Nations paying high cost in bids to block Internet
KAMPALA, Uganda — The mysterious Facebook blogger kept dishing up alleged government secrets. One day it was a shadowy faction looting cash from Uganda’s presidential palace with impunity. The next was a claim that the president was suffering from a debilitating illness.
For authorities in a country that has seen just one president since 1986, the critic who goes by Tom Voltaire Okwalinga is an example of the threat some African governments see in the exploding reach of the Internet — bringing growing attempts to throttle it.
Since 2015, about a dozen African countries have had wide-ranging Internet shutdowns, often during elections. Rights defenders say the blackouts are conducive to carrying out serious abuses.
The Internet outages also can inflict serious damage on the economies of African countries that desperately seek growth, according to research by the Brookings Institution think tank.
Uganda learned that lesson. In February 2016, amid a tight election, authorities shut down access to Facebook and Twitter as anger swelled over delayed delivery of ballots in opposition strongholds. During the blackout, the police arrested the president’s main challenger. More than $2 million was shed from the country’s gross domestic product in just five days of Internet restrictions, the Brookings Institution said.
The shutdowns also have “potential devastating consequences” for education and health, says the Mo Ibrahim Foundation, an organization founded by a mobile phone magnate that monitors trends in African governance.
As more countries gain the technology to impose restrictions, rights observers see an urgent threat to democracy.
“The worrying trend of disrupting access to social media around polling time puts the possibility of a free and fair electoral process into serious jeopardy,” said Maria Burnett, associate director for the Africa division of Human Rights Watch.

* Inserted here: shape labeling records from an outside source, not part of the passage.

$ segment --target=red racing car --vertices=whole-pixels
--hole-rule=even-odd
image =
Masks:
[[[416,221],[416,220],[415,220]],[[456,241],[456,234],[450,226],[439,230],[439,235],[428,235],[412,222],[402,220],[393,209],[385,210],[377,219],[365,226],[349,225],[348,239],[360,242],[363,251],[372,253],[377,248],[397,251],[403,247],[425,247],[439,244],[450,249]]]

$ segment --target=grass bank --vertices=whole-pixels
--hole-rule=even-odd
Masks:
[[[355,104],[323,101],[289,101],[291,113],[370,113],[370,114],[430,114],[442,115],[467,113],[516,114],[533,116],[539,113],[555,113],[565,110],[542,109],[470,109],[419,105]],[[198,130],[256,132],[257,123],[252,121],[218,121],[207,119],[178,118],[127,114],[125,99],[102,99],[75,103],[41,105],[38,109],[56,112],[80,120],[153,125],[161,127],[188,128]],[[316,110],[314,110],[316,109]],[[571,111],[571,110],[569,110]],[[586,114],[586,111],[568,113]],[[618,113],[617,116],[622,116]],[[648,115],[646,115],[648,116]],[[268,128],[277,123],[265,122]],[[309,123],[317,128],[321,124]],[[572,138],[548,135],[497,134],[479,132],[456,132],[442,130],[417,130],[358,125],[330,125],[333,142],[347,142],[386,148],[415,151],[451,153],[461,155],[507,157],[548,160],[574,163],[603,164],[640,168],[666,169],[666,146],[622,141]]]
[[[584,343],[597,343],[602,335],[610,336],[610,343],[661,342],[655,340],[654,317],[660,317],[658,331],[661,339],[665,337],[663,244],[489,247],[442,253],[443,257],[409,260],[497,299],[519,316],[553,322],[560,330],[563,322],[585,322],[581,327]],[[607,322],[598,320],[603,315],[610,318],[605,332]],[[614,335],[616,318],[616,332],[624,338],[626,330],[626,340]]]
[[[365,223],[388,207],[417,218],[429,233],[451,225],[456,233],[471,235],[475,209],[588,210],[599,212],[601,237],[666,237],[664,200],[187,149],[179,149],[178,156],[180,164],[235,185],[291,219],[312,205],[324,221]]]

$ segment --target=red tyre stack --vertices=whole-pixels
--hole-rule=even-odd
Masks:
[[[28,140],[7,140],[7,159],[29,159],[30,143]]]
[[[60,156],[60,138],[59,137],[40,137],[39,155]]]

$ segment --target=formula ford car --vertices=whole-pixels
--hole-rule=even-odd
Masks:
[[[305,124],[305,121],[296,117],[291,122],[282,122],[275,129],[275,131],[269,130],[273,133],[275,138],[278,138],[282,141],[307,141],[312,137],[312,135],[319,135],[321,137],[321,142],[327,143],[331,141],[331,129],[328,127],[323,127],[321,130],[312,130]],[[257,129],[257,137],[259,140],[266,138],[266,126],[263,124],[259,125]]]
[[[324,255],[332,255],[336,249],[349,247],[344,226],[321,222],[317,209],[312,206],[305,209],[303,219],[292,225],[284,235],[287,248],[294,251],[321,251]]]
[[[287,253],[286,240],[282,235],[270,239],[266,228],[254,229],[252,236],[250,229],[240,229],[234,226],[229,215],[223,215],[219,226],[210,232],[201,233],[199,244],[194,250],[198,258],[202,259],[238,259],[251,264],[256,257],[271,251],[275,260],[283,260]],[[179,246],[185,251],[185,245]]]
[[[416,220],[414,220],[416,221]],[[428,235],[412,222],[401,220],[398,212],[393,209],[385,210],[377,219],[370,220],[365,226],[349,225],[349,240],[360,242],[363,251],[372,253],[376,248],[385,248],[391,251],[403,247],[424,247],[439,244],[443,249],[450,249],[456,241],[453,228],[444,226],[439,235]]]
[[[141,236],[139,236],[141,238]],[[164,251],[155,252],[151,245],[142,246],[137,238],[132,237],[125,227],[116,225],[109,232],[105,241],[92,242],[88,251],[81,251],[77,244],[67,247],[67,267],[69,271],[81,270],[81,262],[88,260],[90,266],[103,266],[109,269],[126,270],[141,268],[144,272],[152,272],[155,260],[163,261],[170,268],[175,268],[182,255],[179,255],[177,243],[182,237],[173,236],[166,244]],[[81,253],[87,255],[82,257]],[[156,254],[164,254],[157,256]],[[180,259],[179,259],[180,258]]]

In the past year, Internet shutdowns during elections have been reported in Gabon, Republic of Congo and Gambia, where a longtime dictator cut off the Internet on the eve of a vote he ultimately lost.
In some English-speaking territories of Cameroon where the locals have accused the central government of marginalizing their language in favor of French, the government has shut down the Internet for several weeks.
Internet advocacy group Access Now earlier estimated that the restrictions in Cameroon have cost local businesses more than $1.39 million.
Just 30 days of Internet restrictions between July 2015 and July 2016 cost Ethiopia’s economy over $8 million, according to figures by the Brookings Institution.